Но как рассказать об этом мире, как «дать названия вещам»? Итог мысли Карпентьера на рубеже 60—70-х годов – эссе «Проблематика современного латиноамериканского романа» (1974) – еще один документ эстетической мысли общеконтинентального значения. Среди многих вопросов о своеобразии латиноамериканской литературы главный вопрос о стиле: в Латинской Америке сосуществует множество далеких друг от друга феноменов, в городах ее наблюдается чудовищная эклектика противоречивых стилей, и кажется, что у нее вообще нет своего стиля. На самом деле, вступая во взаимодействие, все эти неожиданные сочетания образуют третий стиль – барочный, неминуемо барочный, ибо барочна сама латиноамериканская действительность. Таков особый, соответствующий особой динамике американского бытия, бытийственный стилевой модус и, соответственно, способ его художественного воплощения.
Высказанные в этой статье положения писатель развил в работах о кубинской архитектуре («Город колонн», 1976), живописи («Один из способов преобразования материи», 1967), а окончательное выражение они получили в цикле лекций, особенно в лекции «Барочность и чудесная реальность», он прочитал их в середине 70-х годов в Каракасе, куда был приглашен в связи со своим семидесятилетием.
Термины «барокко», «барочный» далеки у Карпентьера от того исторического смысла, какой они имеют в литературоведении и искусствознании, прежде всего по отношению к литературе и искусству XVII в. (Хотя, как он заметил, в этом сложном вопросе и ныне немало путаницы.) Представление о барокко, свойственное Карпентьеру, восходит к немецкому литературоведению рубежа XIX – XX вв., противопоставлявшему барочный и классический типы стилей; возможно, к Шпенглеру, назвавшему барокко этап в эволюции европейской культуры до начала XIX в.; наконец, к работам испанского литературоведа Эухенио д’Орса, который завершил внеисторическую трансформацию понятия «барокко», охарактеризовав его как онтологическую «константу духа», на всем протяжении истории культуры противостоящую «константе» классической и противоборствующей с ней.

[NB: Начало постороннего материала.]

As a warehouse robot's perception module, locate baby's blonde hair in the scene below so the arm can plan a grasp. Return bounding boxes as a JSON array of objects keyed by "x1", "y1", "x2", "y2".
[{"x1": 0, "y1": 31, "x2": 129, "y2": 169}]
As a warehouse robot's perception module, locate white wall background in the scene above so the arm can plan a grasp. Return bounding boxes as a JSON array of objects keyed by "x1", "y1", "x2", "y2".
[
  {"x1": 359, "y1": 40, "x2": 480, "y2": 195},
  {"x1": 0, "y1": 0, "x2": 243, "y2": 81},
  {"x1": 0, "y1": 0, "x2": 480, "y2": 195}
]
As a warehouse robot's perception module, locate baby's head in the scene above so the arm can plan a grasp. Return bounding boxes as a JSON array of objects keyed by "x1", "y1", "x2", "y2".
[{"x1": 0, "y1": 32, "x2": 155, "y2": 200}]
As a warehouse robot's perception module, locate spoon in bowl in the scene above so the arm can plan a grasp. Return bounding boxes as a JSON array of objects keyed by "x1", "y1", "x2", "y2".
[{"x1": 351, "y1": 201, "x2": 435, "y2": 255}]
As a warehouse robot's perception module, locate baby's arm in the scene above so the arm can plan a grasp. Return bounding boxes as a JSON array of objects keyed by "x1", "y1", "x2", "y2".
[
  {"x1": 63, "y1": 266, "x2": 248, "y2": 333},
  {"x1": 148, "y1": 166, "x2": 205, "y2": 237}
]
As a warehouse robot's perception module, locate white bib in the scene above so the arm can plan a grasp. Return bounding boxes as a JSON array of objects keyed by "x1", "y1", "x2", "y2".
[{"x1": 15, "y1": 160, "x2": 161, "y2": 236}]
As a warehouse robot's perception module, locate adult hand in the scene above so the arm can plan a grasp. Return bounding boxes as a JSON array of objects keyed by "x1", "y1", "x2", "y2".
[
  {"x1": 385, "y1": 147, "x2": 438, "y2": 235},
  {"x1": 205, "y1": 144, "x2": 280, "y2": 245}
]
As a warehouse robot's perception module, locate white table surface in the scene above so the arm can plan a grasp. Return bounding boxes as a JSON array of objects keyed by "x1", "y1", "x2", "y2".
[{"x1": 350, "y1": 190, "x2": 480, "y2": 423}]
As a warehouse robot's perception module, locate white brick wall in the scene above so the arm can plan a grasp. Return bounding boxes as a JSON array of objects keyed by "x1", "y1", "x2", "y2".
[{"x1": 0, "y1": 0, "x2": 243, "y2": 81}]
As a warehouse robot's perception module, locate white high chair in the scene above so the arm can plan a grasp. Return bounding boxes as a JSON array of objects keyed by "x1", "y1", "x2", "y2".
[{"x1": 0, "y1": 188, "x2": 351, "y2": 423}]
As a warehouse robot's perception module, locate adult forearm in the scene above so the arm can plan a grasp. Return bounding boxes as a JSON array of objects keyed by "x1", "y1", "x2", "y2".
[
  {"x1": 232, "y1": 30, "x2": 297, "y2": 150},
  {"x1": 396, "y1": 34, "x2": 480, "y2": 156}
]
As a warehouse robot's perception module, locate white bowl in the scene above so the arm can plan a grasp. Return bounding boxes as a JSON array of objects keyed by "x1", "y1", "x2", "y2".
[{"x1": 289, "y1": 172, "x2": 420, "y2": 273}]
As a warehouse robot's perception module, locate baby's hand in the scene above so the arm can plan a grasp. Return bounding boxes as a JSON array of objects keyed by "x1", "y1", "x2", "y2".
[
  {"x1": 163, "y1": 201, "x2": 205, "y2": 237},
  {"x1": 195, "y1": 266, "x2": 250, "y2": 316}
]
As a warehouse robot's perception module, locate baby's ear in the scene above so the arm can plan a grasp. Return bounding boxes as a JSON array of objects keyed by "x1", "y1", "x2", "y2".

Таков источник, но смысл в термин «барокко» Карпентьер вложил иной. Для него понятие «барокко» – это рабочий «инструмент», но не для построения концепций эволюции мировой культуры (хотя у него есть интересные и спорные суждения и на этот счет, например, мысль о том, что всякий переход от одного общественного этапа к другому с сопутствующим ему смешением старого и нового порождает барочную культуру), а для теоретического осмысления историко-культурного своеобразия Латинской Америки и одновременно художественного освоения – «изобретения» – латиноамериканской реальности. Заметим также, что у Карпентьера, как латиноамериканского писателя, есть и особые «права» на барокко. Воспринятое в XVII в. из Испании, барокко было творчески переработано в Америке под воздействием традиций и вкусов индейцев, метисов и породило новые оригинальные явления (особенно в мексиканской и перуанской архитектуре). Креольское барокко (см. главу о нем) стало исторически первой художественной системой едва начавшей формироваться культуры и определило изначальные, родовые особенности нового художественного сознания, дававшие о себе знать и на последующих этапах. Не потому ли для Карпентьера барокко стало родной стихией?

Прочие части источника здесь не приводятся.